Only struggling Sears has seen a comparable decline in sector share, according to data from Euromonitor International cited by Coresight.
Coresight’s study squares with recent research from digital marketing agency CPC Strategy, which found that more than half (52%) of apparel shoppers (not just Macy’s shoppers) who bought clothing online in the last six months said they shopped at Amazon.
None of it surprises Lee Peterson, EVP of brand strategy & design at design firm WD Partners. "That’s pretty high," he told Retail Dive in regards to Macy's market share loss measured by Coresight, "But generally I would say in retail it’s 'death by a thousand cuts' and that’s what’s going on. When you lose relevance it starts to go a little bit here, a little bit there. You’re not getting the younger customers, and the older customers are going online because it’s so easy. Macy’s hasn’t done a good job determining what people want — that doesn’t help."
In the old days that would hurt you for a season, he said. But now he sees retail in three big chunks: discounts, convenience and "third wave," which he defines as a special attribute of cool only attained by cultivating unique designs, aesthetics or experiences.
That point shows up in another nugget in Coresight’s report: 37.5% of U.S. consumers surveyed said clothing is now less of a spending priority. "The prominence of value retailers as switching destinations indicates that shoppers have downgraded apparel as a spending priority," according to report author and Coresight CEO Deborah Weinswig.

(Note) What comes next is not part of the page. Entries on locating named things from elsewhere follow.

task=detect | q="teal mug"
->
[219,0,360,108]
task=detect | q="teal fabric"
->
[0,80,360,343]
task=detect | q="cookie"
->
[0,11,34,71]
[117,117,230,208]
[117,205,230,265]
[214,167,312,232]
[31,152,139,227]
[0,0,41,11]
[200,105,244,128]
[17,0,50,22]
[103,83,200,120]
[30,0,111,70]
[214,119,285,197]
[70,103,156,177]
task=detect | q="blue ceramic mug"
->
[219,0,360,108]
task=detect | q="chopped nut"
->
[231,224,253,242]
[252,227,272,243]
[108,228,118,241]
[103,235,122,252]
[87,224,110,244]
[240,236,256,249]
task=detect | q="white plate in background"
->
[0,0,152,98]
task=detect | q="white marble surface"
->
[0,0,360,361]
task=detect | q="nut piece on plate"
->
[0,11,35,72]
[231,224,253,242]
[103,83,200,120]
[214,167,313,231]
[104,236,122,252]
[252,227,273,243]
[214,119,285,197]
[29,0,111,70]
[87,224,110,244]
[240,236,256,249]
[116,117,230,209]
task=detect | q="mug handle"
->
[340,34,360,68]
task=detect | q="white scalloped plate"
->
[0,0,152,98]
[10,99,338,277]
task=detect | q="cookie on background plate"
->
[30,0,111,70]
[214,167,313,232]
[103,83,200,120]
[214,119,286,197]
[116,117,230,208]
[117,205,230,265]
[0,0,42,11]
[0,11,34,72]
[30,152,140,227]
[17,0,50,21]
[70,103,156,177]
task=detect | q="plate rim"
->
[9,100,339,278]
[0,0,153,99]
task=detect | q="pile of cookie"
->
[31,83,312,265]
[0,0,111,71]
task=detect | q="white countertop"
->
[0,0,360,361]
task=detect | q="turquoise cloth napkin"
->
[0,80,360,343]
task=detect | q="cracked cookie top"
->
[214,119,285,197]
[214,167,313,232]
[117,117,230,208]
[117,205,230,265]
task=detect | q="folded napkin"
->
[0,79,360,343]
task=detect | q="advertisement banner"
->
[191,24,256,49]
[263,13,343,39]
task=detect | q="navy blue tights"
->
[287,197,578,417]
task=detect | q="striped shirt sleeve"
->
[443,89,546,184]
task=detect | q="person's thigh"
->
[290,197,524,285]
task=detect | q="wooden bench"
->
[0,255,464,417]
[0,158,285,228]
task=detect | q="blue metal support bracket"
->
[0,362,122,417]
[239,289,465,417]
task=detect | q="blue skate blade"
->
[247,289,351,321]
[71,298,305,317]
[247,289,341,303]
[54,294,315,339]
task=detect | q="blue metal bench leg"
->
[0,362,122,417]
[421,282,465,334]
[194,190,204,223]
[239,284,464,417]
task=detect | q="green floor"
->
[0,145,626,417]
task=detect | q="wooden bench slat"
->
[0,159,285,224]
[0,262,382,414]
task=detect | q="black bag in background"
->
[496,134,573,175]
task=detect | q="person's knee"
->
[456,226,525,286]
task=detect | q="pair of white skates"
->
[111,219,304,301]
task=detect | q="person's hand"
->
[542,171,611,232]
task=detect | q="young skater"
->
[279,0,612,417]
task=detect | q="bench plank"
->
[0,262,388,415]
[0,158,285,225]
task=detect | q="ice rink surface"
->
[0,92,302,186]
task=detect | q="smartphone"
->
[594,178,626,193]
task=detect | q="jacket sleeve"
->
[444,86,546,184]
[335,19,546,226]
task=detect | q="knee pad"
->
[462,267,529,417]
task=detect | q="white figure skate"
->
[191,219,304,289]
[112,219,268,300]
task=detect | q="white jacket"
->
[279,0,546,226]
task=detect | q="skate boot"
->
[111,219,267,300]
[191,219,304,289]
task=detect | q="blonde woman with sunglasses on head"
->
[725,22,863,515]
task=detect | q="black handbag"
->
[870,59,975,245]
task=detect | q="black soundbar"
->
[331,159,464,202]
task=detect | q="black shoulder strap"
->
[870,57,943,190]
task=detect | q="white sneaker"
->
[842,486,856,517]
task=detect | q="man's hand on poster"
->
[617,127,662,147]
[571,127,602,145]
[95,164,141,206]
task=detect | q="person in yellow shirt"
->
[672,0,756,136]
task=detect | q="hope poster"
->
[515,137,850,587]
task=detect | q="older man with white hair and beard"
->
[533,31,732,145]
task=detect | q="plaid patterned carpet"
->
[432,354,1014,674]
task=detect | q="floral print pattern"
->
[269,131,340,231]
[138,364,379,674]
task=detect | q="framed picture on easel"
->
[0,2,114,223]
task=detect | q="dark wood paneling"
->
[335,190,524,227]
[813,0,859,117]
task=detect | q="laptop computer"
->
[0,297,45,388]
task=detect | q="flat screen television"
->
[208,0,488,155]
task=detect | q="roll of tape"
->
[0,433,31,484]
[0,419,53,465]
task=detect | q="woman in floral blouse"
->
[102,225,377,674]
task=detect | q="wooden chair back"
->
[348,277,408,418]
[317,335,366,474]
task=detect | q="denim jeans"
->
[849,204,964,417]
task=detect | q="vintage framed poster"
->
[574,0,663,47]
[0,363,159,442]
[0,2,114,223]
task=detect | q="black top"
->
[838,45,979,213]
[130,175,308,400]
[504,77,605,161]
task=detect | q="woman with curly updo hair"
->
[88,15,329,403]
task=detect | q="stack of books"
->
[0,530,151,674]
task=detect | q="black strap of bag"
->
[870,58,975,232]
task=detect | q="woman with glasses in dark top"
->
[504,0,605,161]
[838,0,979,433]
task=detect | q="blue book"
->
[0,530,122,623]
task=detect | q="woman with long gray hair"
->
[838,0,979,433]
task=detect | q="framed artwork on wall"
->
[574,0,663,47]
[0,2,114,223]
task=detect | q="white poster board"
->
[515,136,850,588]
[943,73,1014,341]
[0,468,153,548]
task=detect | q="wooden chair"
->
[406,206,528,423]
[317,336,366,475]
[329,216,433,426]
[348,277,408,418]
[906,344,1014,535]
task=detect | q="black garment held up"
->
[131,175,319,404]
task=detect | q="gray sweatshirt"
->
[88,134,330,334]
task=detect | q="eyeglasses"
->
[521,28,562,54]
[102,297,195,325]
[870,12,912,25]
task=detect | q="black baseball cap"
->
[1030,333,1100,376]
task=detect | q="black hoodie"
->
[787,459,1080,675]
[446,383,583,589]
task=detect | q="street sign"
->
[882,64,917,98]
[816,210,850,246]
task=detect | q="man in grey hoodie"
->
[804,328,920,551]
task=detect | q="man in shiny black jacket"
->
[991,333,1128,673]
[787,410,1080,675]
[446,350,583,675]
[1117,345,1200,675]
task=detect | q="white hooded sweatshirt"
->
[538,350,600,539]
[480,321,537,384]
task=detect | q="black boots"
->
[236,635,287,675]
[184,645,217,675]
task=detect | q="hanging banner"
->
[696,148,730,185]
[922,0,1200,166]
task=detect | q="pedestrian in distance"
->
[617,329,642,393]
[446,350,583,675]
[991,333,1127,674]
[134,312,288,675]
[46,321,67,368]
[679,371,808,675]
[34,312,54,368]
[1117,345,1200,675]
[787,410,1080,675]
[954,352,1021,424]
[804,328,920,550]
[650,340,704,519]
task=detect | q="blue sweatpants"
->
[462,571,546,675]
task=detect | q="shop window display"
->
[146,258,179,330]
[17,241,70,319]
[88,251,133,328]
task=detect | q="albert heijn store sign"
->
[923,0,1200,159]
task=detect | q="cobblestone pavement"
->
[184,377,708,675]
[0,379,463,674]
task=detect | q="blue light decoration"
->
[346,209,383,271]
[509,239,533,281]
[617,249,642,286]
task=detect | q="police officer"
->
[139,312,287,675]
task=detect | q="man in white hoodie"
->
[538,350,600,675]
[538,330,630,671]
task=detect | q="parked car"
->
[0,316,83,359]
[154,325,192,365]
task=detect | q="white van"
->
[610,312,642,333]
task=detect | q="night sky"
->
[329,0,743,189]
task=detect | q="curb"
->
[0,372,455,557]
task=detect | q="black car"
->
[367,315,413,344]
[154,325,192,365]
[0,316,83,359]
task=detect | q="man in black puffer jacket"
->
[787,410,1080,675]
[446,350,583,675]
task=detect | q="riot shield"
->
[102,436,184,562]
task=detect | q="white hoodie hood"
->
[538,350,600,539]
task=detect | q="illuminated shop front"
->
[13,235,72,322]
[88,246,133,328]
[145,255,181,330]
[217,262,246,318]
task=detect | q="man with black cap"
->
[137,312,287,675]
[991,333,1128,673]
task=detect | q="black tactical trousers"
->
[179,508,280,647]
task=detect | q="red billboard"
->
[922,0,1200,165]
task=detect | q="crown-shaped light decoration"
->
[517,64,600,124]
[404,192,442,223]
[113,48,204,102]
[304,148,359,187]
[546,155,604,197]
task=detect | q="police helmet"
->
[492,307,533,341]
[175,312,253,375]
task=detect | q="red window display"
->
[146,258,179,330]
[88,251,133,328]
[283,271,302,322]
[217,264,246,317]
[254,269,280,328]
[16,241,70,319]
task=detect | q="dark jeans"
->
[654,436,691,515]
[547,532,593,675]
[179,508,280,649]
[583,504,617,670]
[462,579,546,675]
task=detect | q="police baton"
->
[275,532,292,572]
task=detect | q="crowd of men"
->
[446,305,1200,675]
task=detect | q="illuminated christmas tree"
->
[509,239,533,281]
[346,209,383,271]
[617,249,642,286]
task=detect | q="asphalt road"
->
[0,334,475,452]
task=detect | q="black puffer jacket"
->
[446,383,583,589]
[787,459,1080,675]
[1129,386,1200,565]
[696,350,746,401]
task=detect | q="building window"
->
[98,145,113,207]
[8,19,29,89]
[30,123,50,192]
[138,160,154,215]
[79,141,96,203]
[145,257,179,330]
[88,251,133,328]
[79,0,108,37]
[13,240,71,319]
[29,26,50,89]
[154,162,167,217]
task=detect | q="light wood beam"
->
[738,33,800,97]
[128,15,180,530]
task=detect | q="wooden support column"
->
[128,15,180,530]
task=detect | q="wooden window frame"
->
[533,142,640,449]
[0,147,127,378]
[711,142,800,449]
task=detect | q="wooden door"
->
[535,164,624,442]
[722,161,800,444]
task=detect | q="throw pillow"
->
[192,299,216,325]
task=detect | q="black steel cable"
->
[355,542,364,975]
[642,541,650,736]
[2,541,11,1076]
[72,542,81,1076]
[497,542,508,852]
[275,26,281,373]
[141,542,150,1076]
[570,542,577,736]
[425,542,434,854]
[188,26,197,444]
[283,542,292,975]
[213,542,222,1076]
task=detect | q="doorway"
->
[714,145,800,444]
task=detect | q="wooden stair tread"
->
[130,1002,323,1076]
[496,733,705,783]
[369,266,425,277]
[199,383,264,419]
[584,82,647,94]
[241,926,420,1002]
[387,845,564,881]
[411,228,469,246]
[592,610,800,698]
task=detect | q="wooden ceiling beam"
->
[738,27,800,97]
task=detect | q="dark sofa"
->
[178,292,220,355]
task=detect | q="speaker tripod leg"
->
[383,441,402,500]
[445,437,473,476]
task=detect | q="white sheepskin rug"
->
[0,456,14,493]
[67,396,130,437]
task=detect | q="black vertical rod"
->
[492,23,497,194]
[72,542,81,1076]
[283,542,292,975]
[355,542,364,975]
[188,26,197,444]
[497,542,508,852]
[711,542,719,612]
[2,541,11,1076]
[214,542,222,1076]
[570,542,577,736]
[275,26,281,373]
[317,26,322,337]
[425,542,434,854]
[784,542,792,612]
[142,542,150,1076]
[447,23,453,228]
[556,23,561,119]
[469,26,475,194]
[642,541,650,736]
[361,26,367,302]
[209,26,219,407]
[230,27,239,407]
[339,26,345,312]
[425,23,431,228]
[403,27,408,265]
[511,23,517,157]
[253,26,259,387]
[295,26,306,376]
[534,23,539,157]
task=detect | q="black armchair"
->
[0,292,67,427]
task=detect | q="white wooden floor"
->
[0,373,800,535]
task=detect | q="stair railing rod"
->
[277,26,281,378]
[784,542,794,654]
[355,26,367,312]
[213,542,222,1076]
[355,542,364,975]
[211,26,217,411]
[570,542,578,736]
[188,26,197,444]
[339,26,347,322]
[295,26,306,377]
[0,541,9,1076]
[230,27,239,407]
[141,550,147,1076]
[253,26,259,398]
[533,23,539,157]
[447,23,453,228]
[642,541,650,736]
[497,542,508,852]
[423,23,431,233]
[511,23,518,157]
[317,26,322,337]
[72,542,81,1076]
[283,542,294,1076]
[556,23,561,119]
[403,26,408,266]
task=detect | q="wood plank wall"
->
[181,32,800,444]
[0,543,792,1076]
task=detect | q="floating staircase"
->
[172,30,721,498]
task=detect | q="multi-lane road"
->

Brands with a preexisting audience have the upper hand on Amazon, according to CPC Strategy’s report. That requires a brand promise based on more than price. Even off-price retailers and warehouse membership retailer Costco, where shoppers flock for value, offer a treasure hunt atmosphere in stores. And Target has made a concerted effort to boost its merchandising and customer experience in stores, which executives have said is paying off.